波山に導かれた彩磁の美 佐野市吉澤記念美術館 7月4日まで特別企画展 斉藤勝美さん(宇都宮)40年を通観

下野新聞
2021年5月29日

 豊かな色彩と緻密な彫刻表現で命を吹き込まれた鳥や花々は、どれも愛らしく美しい。佐野市吉澤記念美術館で開催中の特別企画展「斉藤勝美(さいとうかつみ)-ただひたすらに彩磁をもとめて」は、近代陶芸の先駆者板谷波山(いたやはざん)(1872~1963年)に私淑した宇都宮市の陶芸家斉藤勝美さんの40年を通観する。波山作品に導かれ、独学で生み出された作品約80点が並ぶ会場は、みずみずしい色と清らかな雰囲気に満ちている。

 出光美術館学芸員だった学習院大の荒川正明(あらかわまさあき)教授(美術史)は、斉藤さんを「彩磁の古典から現代への橋渡し役」と評する。

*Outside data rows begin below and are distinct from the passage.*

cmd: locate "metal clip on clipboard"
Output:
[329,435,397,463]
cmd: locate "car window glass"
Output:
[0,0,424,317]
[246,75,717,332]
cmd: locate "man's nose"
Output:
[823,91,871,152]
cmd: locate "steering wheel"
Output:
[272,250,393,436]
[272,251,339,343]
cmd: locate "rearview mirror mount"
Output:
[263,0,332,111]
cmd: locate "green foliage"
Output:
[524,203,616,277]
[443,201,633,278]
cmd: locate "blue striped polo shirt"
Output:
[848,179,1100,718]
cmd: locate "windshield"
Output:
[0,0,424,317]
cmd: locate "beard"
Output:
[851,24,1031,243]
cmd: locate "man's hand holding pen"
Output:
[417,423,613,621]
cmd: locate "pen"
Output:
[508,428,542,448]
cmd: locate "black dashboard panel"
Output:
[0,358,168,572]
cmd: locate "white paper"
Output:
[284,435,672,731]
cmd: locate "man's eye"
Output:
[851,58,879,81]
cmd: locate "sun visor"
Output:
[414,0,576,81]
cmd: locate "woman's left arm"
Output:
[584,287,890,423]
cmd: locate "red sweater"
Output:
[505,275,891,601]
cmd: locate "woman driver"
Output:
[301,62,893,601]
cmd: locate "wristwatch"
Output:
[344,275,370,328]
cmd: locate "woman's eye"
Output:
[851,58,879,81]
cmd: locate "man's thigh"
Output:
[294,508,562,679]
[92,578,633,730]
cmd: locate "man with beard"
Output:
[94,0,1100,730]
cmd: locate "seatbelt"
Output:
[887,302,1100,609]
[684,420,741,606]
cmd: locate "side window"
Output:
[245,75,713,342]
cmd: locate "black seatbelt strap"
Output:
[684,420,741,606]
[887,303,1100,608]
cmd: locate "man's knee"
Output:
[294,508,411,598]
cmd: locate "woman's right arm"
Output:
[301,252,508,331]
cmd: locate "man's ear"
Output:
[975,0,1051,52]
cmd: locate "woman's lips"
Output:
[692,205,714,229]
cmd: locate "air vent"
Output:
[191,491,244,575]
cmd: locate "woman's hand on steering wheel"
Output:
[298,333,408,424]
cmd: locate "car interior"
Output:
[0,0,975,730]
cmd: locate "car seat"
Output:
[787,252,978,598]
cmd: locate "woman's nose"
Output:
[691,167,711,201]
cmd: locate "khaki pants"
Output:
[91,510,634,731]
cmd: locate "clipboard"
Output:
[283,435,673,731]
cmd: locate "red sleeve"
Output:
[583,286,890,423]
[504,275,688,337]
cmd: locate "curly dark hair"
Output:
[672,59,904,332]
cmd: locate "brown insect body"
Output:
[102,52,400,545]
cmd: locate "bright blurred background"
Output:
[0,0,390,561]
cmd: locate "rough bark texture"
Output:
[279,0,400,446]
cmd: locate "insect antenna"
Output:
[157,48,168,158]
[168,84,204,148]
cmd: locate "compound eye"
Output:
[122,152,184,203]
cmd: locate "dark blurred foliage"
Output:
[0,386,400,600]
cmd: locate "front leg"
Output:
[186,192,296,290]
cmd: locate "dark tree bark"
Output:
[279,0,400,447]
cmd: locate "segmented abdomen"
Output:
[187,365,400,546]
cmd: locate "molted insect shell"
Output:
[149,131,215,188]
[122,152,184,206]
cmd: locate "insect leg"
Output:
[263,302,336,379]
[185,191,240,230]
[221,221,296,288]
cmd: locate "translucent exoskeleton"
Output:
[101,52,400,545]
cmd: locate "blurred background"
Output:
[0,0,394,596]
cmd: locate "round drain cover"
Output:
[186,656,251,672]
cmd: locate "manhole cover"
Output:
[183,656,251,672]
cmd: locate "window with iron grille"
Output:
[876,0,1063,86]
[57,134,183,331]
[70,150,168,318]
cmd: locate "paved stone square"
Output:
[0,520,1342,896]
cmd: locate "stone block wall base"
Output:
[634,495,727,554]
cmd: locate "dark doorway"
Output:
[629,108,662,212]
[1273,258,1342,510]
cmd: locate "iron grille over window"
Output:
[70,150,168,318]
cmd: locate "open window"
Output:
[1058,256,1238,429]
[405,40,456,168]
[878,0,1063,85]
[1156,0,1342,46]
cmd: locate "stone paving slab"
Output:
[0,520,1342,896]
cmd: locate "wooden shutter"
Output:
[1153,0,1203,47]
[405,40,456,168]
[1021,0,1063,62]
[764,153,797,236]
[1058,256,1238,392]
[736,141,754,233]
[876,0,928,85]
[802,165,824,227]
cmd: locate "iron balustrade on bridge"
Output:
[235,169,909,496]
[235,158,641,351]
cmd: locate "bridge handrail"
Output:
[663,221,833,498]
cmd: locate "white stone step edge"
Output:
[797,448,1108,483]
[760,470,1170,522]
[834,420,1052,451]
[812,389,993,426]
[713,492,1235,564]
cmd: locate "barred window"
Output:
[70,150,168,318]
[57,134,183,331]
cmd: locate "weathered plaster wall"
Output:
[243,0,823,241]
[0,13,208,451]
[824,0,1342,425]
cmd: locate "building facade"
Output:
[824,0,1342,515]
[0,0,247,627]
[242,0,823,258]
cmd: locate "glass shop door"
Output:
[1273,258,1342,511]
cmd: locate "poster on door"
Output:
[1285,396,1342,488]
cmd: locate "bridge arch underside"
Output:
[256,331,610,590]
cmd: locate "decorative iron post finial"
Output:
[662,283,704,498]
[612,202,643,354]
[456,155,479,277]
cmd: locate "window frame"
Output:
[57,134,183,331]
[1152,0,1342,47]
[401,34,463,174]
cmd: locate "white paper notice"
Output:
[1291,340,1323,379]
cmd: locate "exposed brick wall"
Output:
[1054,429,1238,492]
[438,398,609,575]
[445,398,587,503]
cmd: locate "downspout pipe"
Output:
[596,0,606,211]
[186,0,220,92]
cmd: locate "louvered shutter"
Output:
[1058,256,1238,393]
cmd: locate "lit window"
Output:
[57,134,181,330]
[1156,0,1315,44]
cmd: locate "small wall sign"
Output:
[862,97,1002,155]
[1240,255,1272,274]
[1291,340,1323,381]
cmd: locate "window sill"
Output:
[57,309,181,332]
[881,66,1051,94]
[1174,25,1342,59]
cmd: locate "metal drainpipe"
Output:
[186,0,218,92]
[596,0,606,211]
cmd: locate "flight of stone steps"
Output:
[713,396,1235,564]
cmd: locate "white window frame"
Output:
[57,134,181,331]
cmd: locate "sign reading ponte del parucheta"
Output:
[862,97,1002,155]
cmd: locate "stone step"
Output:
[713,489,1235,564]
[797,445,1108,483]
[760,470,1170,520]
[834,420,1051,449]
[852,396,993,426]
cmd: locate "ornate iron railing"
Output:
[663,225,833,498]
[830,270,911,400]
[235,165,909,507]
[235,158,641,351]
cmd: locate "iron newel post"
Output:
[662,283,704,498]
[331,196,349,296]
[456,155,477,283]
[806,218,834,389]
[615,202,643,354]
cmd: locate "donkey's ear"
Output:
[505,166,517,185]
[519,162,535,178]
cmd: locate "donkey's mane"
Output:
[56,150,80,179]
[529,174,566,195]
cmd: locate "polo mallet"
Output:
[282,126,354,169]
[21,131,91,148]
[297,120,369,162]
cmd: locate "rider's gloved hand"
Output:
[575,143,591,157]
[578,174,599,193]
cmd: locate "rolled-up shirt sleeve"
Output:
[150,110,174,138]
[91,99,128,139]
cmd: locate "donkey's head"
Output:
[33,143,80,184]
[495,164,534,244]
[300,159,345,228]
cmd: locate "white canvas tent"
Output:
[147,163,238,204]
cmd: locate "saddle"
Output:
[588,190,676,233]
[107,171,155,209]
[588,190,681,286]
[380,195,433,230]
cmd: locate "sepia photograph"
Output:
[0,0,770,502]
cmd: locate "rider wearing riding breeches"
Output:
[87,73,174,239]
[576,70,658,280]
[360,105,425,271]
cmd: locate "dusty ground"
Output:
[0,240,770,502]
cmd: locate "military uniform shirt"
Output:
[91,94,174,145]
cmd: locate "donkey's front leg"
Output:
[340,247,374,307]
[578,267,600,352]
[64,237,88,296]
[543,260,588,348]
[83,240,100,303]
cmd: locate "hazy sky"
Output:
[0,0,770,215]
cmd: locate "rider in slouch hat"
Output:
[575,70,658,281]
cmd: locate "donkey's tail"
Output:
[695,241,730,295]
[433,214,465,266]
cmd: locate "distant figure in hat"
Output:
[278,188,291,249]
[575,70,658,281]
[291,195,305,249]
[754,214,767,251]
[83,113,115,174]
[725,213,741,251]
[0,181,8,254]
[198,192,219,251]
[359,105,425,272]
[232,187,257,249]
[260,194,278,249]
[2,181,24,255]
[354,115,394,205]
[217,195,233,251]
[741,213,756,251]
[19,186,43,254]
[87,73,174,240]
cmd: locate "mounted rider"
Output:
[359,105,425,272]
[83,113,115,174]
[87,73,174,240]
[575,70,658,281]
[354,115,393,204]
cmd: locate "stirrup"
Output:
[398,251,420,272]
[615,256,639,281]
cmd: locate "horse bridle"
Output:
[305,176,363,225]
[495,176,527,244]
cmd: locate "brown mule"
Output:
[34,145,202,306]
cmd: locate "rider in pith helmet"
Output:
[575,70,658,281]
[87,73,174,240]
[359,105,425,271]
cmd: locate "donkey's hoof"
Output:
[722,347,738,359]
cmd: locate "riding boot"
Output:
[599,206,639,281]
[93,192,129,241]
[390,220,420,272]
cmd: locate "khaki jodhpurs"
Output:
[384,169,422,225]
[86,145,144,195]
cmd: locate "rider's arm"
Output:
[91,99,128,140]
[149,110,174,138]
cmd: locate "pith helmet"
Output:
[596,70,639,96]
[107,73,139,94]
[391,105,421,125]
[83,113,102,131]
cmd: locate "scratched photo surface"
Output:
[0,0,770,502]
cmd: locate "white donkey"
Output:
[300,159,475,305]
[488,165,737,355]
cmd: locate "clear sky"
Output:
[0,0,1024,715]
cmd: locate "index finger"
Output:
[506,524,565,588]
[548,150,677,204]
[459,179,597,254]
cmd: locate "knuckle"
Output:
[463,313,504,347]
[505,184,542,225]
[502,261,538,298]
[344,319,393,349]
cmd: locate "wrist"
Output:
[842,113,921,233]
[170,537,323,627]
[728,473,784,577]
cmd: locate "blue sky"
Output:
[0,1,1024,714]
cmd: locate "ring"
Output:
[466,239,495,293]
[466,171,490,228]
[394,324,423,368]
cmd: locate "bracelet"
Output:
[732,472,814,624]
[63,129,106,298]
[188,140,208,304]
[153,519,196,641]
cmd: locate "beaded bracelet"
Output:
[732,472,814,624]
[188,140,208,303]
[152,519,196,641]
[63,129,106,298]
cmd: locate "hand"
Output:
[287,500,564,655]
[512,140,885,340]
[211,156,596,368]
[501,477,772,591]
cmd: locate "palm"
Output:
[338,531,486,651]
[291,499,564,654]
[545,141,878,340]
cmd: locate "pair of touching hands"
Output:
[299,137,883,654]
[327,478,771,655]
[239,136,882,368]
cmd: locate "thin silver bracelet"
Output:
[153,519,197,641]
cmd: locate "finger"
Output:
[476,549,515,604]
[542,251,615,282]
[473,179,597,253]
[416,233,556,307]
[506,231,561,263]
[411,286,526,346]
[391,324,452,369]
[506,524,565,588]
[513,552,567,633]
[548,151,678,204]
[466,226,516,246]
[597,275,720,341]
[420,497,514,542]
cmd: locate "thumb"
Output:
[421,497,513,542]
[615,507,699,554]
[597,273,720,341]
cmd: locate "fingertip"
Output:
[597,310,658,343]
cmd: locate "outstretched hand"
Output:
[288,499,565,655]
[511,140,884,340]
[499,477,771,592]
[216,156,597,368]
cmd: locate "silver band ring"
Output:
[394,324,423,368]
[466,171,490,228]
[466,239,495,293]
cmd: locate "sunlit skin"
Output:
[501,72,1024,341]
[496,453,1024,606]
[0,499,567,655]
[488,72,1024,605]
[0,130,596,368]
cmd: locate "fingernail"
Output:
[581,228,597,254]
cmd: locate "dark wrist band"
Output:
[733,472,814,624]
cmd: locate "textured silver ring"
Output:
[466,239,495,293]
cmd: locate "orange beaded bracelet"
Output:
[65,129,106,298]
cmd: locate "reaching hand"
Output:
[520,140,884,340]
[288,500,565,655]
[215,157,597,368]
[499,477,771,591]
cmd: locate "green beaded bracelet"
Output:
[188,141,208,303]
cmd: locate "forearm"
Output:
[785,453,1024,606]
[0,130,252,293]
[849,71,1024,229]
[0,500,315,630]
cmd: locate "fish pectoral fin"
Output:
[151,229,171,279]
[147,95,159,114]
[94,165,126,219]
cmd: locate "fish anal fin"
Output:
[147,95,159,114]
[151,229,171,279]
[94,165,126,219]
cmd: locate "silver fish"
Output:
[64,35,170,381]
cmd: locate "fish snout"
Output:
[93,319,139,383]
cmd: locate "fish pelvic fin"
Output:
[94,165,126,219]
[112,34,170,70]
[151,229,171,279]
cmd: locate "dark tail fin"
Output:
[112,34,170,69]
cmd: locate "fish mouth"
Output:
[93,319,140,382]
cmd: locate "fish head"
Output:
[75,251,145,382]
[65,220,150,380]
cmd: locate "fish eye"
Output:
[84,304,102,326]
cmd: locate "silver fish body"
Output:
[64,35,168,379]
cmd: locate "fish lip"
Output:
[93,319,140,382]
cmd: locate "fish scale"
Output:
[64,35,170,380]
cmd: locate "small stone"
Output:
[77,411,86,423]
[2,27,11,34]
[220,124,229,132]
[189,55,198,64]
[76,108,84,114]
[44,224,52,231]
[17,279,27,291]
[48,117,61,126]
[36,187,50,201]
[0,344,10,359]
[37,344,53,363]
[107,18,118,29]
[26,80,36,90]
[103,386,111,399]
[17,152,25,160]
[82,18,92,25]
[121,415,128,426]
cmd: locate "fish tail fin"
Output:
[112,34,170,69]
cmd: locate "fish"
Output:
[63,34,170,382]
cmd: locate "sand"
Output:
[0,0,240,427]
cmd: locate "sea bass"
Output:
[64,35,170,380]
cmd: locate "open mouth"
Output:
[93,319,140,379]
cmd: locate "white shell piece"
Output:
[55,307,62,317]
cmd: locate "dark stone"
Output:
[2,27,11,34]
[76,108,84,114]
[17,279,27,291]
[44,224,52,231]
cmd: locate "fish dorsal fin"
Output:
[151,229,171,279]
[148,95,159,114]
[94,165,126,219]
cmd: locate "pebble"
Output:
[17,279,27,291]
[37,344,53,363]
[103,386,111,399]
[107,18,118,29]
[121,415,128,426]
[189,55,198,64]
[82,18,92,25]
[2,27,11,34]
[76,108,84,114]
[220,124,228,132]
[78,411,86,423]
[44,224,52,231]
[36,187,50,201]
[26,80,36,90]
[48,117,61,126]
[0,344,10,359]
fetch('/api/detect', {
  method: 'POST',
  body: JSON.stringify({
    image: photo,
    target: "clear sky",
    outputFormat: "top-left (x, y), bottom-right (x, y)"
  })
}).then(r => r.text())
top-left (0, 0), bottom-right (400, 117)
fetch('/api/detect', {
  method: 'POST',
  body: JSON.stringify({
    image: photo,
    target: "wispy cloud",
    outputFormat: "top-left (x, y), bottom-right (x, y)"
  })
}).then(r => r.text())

波山は陶芸で自分を表現した最初の人ともいわれるが、その技法はベールに包まれていたという。

 益子で陶芸を学んだ斉藤さんは、21歳のころ波山作品が紹介された書物と出合う。益子焼とは対極にある磁器の冷厳な造形や端正な彫刻、淡く透き通るような色彩に、「生涯の仕事」を見つけ、以来、波山が残した作品や陶片、わずかな記述を頼りに、材料を探し、テストを繰り返した。

 同展が定義する「彩磁」とは、「水溶性顔料を中心とする釉下彩(ゆうかさい)」と「彫文」を併用した技法。「薄肉彫(うすにくぼり)」と呼ぶレリーフ状の彫りと柔らかな釉下彩、「葆光(ほこう)釉」と名付けたマット釉を施した波山の作品群は、近代陶芸が到達した最高峰の一つと目される。

 波山の技法や気品を絶対的な指標としつつ、自分の作品世界をどう作り上げるか-。吉澤記念美術館の末武(すえたけ)さとみ学芸員は、斉藤彩磁の最も卓抜した点として、幅広い色が安定していることだと解説する。

 水溶性顔料は、着彩直後から素地に染み込み、見えないまま広がり続ける。隣り合う色が混ざるのを防ぎ、重ね塗りで深みを出すには、防染、色止め焼成を繰り返す。一つの作品に4、5本の筆をつぶすというほど色を使う斉藤さんは6回の焼成も珍しくない。成形・彫刻で神経をとがらせ、さらに焼成リスクが重なる彩磁。取り組む作家が少ないのも肯ける。

 同展は、緑の発色は得たものの釉薬の不安定さに彫文との両立を阻まれたという「彩磁夏草文大皿」など初期作品から、有機的な造形に挑戦した「葆光彩磁香炉『掌華(しょうか)』」、三方に異なる葡萄(ぶどう)文を施した近作「葆光彩磁葡萄文大壷」まで、「斉藤彩磁」の深化が見てとれる。

 「生まれ変わってもこの仕事をするか、波山先生に聞いてみたい」という斉藤さんは、自身は「もう十分」と苦笑する。だがその工房には、かれんなナニワイバラが彫られた壷が、次の工程をじっと待っている。

 7月4日まで。(問)同館0283・86・2008。
 【プロフィル】さいとう・かつみ 1958年生まれ。宇都宮工業高卒業後、県窯業指導所へ。益子の製陶所などを経て、81年宇都宮市の自宅に築窯。映画「HAZAN」(2004年公開)に使われる波山作品の制作や技術指導を行う。